I’m also not a fan of 10 year risk as a cutoff for starting treatment – I prefer lifetime risk, as the process that blocks your arteries is ongoing.  If we know 20 years before you have a heart attack that the risk is there, why wait until a heart attack is only 10 years away to start reducing risk?
How do I assess risk?
Risk can be estimated with a good history, a physical and testing.
  • Prior heart attack, stroke or known cardiovascular disease?
  • Family history of heart attack or stroke – a male relative under age 55 or a female under age 65
  • Diabetes
  • High Blood Pressure
  • Smoking
  • weight
  • waist size – belly weight is riskier than just being overweight
  • blood pressure
  • leg swelling
Diagnostic Testing
  • Cholesterol Assessment
    • there are several tests for this besides the standard cholesterol (called LDL-c) test which I will be reviewing in a future article in detail.  There have been several studies that show that other tests like LDL particle number (LDL-p) are better predictors of risk.

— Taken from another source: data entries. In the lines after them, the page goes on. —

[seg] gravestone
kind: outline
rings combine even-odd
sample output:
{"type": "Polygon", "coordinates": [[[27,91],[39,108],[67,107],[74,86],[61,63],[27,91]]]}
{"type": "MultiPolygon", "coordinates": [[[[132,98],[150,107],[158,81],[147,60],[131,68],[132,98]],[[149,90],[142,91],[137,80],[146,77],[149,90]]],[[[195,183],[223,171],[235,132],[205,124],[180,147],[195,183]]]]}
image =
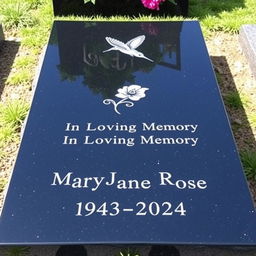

    • LDL cholesterol particle number (NMR Lipoprofile)
    • Apolipoprotein B (ApoB)
    • LP(a)
    • PLAC testing
    • Cholesterol particle size
  • C-reactive protein
  • Glucose
Once we put together your history, physical and test results we can have a discussion not about your LDL number, but your real diagnosis – your risk of cardiovascular disease.  The goal of that discussion is to reduce your risk of having a heart attack or stroke.
How can we reduce risk?
  • Blood pressure control
  • No smoking
  • Maintain a healthy body weight
  • Control diabetes
  • Being physically active
  • Control cholesterol
So the benefit of the new guidelines is they can inspire a conversation that leads to a proper diagnosis – not treating a number, but treating cardiovascular risk.